Are plastic straws the next single-use item to go in the Twin Cities?

- As environmental activists move to eliminate single-use plastic items from everyday use, the plastic drinking straw is next up on the list of things some Twin Cities businesses are hoping to leave behind.

At First Avenue in Minneapolis, bar customers can request a straw but drinks are no longer automatically served with a straw, a move many welcome as an important first step toward eliminating their use completely. 

Other restaurants in the Twin Cities, like HopCat, use compostable straws as well as compostable to go boxes that are designed to break down quickly and turn into soil within months of arriving at a commercial composting facility.  

An environmental initiative in Minneapolis began in 2015 with a program called Green to Go. The initiative’s goal was to bring attention to environmentally acceptable packaging. Plastic straws, however, are not included in the ordinance because they aren’t considered packaging—leading businesses to make their own rules regarding the items.

As a result, private businesses in Minnesota are leading the charge against plastic products that often sit in landfills or injure wildlife if not properly recycled.

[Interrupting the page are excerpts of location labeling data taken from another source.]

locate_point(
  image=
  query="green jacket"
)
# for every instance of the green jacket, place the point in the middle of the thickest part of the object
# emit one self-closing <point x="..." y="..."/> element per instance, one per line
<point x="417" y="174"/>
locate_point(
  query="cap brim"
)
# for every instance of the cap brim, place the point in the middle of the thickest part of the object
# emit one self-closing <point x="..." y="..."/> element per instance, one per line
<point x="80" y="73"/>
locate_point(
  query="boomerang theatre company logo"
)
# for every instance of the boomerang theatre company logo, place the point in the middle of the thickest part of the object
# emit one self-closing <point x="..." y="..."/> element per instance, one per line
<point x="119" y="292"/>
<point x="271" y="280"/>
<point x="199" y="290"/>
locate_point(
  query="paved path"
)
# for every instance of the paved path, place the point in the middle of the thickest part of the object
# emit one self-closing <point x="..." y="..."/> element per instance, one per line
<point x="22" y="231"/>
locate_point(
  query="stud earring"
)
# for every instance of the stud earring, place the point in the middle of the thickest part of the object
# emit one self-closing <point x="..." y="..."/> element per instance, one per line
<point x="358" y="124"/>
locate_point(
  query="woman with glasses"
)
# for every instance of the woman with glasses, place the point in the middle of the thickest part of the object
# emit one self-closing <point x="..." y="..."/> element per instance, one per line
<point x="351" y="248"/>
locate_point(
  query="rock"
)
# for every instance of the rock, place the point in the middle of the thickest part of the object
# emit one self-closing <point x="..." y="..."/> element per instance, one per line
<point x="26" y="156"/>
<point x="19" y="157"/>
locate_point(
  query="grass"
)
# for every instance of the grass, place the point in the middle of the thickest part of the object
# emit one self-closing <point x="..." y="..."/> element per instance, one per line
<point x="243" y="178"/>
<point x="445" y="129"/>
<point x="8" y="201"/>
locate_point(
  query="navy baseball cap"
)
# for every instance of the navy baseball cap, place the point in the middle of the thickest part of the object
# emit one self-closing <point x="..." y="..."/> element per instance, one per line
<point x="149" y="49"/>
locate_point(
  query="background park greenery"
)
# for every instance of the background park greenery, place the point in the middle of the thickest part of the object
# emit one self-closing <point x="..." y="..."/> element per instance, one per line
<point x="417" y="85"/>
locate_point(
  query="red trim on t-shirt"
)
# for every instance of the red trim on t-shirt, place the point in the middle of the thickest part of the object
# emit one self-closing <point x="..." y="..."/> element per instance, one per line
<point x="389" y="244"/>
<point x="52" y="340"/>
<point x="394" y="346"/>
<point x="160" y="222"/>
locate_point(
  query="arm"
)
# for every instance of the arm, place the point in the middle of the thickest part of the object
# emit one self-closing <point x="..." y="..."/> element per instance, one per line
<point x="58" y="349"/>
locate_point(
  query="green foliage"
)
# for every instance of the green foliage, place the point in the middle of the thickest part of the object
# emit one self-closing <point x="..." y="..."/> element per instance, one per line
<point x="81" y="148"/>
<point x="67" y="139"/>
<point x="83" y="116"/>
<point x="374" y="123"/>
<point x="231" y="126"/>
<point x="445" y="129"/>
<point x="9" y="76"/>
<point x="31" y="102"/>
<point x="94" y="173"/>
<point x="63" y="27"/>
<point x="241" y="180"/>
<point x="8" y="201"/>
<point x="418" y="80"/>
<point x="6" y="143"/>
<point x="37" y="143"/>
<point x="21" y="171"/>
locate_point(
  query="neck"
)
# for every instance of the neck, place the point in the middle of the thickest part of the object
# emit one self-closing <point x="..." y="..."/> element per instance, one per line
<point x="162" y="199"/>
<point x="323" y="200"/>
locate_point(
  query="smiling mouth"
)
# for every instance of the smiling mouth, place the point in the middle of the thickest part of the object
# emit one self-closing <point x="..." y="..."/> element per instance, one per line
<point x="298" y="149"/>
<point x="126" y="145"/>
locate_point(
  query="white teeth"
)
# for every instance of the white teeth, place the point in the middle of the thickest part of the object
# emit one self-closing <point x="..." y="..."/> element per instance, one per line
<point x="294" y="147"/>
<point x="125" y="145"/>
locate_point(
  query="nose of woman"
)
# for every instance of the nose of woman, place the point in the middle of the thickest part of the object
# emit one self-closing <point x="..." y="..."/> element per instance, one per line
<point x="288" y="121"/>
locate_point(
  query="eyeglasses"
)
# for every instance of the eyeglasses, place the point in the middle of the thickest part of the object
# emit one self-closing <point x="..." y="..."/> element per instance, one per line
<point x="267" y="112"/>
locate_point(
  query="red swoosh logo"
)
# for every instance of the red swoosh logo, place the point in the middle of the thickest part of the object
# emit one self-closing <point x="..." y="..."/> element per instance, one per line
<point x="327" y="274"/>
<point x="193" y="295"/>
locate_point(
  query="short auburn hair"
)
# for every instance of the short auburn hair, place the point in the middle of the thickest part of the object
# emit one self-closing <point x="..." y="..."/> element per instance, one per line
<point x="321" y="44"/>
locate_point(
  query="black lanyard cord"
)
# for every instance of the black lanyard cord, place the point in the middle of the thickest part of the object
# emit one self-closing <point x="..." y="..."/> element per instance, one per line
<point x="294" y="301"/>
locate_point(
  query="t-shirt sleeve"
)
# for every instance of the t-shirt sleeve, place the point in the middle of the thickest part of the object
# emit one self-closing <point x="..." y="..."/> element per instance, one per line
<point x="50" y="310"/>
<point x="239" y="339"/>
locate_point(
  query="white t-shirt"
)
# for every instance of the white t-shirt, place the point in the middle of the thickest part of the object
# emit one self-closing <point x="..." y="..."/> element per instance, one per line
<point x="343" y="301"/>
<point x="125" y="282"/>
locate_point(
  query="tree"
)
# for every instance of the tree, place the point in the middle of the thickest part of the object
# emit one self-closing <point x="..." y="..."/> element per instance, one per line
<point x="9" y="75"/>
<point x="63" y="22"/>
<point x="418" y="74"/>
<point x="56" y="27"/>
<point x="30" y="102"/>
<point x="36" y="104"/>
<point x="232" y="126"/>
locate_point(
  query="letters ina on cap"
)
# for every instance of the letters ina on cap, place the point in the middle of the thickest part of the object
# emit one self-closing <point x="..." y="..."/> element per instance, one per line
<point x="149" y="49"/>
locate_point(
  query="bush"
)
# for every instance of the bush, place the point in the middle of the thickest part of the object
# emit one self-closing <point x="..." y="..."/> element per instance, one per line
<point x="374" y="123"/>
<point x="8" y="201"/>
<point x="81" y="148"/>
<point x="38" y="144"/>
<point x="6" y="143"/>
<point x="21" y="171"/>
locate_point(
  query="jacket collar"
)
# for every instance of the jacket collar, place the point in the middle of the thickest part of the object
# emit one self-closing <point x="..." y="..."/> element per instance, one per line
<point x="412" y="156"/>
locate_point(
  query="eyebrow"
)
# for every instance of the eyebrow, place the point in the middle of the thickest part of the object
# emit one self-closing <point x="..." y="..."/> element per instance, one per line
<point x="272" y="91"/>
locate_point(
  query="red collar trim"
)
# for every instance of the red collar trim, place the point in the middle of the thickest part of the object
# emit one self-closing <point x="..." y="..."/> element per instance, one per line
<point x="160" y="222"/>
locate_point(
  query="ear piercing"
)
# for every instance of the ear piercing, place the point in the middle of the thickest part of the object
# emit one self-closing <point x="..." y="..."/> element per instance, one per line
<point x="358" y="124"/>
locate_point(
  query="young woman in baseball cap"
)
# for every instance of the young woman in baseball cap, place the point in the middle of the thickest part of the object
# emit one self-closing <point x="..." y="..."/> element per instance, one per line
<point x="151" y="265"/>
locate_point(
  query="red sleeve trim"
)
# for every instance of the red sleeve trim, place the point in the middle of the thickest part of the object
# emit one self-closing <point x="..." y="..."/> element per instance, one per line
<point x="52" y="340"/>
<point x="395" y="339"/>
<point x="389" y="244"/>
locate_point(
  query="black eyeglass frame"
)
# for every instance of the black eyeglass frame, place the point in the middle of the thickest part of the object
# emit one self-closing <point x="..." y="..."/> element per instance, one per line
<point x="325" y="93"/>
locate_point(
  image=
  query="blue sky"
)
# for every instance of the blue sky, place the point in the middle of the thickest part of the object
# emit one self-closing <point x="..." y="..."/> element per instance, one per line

Several other states and even entire countries around the world are also stepping up to combat what they see as a growing threat to the environment.

The United Nations and independent studies show that eight million tons of plastic waste ends up in the oceans every year. The trend to eliminate single-use plastic items started with plastic bags. Last fall, California became the first state to ban plastic bags. Countries including Kenya, China, Bangladesh, Rwanda, Macedonia and France have also banned plastic bags. France plans to ban plastic plates and utensils beginning in 2020. 

The trend has continued with straws. Several cities in California have banned or limited the use of plastic straws. Other cities that have been working to eliminate single-use plastic straw pollution include Miami Beach and Fort Myers, Fla. Seattle’s “Strawless in Seattle” campaign will begin in July. British Prime Minister, Theresa May, is working to outlaw the sale of plastic straws. 

A number of campaigns have been launched to teach people about the effects single-use plastic straws can have on the environment, the oceans and our health. According to the National Park Service (NPS), Americans use 500 million straws every day. 

“To understand just how many straws 500 million really is, this would fill over 125 school buses with straws everyday,” an article from the NPS said. “That’s 46,400 school buses every year!” 

The U.S. uses enough straws to wrap around the Earth’s circumference 2.5 times a day, the Last Plastic Straw organization wrote on their website. 

Plastic straws can also cause harm to, and even kill, a variety of marine life, the campaigns say. A viral video of a sea turtle getting a straw removed from its nostril is just one example of how detrimental straws can be to sea creatures. 

Another organization working to eliminate plastic waste has estimated that 71 percent of seabirds and 30 percent of turtles have been found with plastic in their stomachs. The mortality rate for marine life that ingests plastic is 50 percent. 

Environmental activists are asking restaurants to provide straws upon request. Not every beverage or cocktail requires a straw. Margaritas, for example, are served with salt on the rim—they’re meant to be sipped. Every time someone asks for a refill, do they need a new straw? 

Eco-friendly solutions can also replace plastic straws. Restaurants could adopt options like glass, paper or compostable straws. 

Activists emphasized that they aren’t out to ban straws completely, recognizing that some people with physical disabilities require straws to drink their beverage. However, they’re encouraging everyone to consider the alternative options.